Quels signes faut-il envoyer aux pays émergents pour les convaincre de signer demain un accord contraignant ? Ils apprécieraient sans doute que nous instaurions une taxe sur les transactions financières au niveau européen, afin d'alimenter le fonds vert…
Nous sommes honorés d'auditionner tant la navigatrice que la présidente d'une association aussi impliquée dans la protection de la planète. Je sais gré à WWF de nous aider dans notre action en faveur du développement durable, qui n'est pas toujours facile. En effet, si les collectivités locales sont de plus en plus convaincues que la biodiversité doit être au coeur des politiques publiques, ce n'est pas toujours le cas de l'État. Nous devons employer toute notre énergie pour qu'il s'engage dans ce sens.
Comment expliquez-vous que le budget de WWF France soit à ce point inférieur à celui de WWF Allemagne ? Les Français s'intéressent-ils moins à vos travaux ou sont-ils moins généreux que leurs voisins d'outre-Rhin ?
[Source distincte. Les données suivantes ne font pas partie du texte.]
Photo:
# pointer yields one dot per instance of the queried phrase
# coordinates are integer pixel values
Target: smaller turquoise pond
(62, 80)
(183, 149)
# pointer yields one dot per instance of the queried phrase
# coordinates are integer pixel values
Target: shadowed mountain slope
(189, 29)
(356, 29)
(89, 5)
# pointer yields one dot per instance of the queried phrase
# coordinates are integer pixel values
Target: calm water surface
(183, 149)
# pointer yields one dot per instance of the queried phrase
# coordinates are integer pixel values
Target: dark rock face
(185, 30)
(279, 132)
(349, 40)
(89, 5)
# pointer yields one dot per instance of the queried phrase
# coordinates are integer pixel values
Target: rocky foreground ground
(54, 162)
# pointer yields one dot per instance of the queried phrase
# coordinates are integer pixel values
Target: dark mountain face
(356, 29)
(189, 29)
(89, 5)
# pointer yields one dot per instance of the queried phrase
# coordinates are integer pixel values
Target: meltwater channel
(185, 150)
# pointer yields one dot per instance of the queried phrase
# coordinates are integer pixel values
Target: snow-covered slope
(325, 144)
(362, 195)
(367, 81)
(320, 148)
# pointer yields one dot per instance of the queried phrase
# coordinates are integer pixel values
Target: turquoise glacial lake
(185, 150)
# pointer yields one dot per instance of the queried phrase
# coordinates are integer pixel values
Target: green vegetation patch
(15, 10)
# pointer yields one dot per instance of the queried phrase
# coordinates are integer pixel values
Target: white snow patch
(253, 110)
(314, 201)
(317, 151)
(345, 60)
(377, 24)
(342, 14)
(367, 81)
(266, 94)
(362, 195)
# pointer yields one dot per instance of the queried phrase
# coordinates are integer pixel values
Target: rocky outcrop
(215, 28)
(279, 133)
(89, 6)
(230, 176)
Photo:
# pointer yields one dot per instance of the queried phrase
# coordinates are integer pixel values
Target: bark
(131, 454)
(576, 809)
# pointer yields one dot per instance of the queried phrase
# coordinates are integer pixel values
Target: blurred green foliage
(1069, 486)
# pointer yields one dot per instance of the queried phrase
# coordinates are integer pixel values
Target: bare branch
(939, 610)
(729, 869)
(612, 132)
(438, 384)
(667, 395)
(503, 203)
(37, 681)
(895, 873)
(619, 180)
N'est-il pas regrettable que le projet de loi créant l'Agence française pour la biodiversité ne prévoie pas d'y faire une place à l'Office national de la chasse et de la faune sauvage (ONCFS) ? On sait pourtant que, depuis quelques années, une loi reconnaît la contribution des chasseurs à la protection de la biodiversité, qu'ils défendent notamment en intervenant dans les établissements scolaires.
Pourquoi, sur l'étal des poissonniers, trouve-t-on toujours autant de poissons pêchés en eaux profondes ? Votre organisation mène-t-elle une action pour faire prendre conscience à nos concitoyens que cette pêche menace la pérennité de nos ressources halieutiques ?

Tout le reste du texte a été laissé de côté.